WHY IS IT A DISSERVICE?
Having perhaps THE ICON of Indian Luxury sell out to a fast fashion house known for its unethical business practices, poor quality tailoring & plastic fibers is obviously a disservice to the Indian fashion industry.
Mostly because Sabyasachi was known, until this partnership, for patronizing Indian artisans, making high quality clothes that the richest of brides wore for their big day & sourcing authentic silks from weaving clusters. This partnership sits on the exact opposite end of the spectrum of everything the brand stood for. And that is not what you expect to see from industry leaders.
WHY PERHAPS DID SABYASACHI DO IT?
Sabyasachi is a franchise in its prime - for years, the designer has been seeking out partnerships & investments globally to grow the brand. If you look at luxury houses - there are typically 2 types of growth:
1) You continue to invest in scarcity and expand product range. You keep the brand extremely impossible to reach for the masses, increasing its value over time. To increase your sales you may or may not sell second tier designs through outlet malls. Any major luxury brand from Europe has followed this approach.

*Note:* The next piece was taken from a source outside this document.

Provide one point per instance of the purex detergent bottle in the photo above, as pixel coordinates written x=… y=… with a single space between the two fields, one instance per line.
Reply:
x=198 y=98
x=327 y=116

2) You partner with big brands from the opposite end of the spectrum & use your earned fashion capital to sell to the masses at a more "affordable" price. Several luxury houses have taken this approach in the past on their way to becoming a mass brand. A very commonly quoted example: Victoria Secret.
Sabyasachi has taken the later route to expand. To be clear, it is not that they chose to expand to the masses that is the problem. It is that they chose the worst of fast fashion houses to do so with.
IS SABYASACHI NOT LUXURY ANYMORE?
With this move & I am sure a few more such partnerships are coming our way soon.. unfortunately the brand is on its way to the highest dilution of its luxury status.
Perhaps its important to note that the Aditya Birla Group, a home grown Indian mass retailer, owns a 51% stake in the Sabyasachi brand since January 2021 that they purchased for $3.9B. Did you know that? Now it seems like it all makes sense right? Why they need to dilute?
Sabyasachi and the Aditya Birla group will go on to make their 100s of millions in royalties & cut of sales. We don't know the rest of the story. Or maybe we do. All we know is that this partnership does not stand for the Indian artisan showcase that Sabyasachi PR is trying to tell you. These clothes were made in sweat shops and the tailors were paid extremely cheap wages in horrible working conditions. That's what H&M's expertise is.
It is more disheartening to see the entire fashion fraternity parade this collection after speaking about the Indian handloom industry & how they support sustainable fashion, just 2 days ago. Every single influencer who perks up and claims they promote sustainable fashion is also wearing this outfit. Look, I know it must be irresistible to say yes to Sabyasachi; who wouldn't? But where are our principles? If we don't have principles, then what do we have? Especially if we have a voice loud enough for the world to hear. Check yourselves and your story you guys.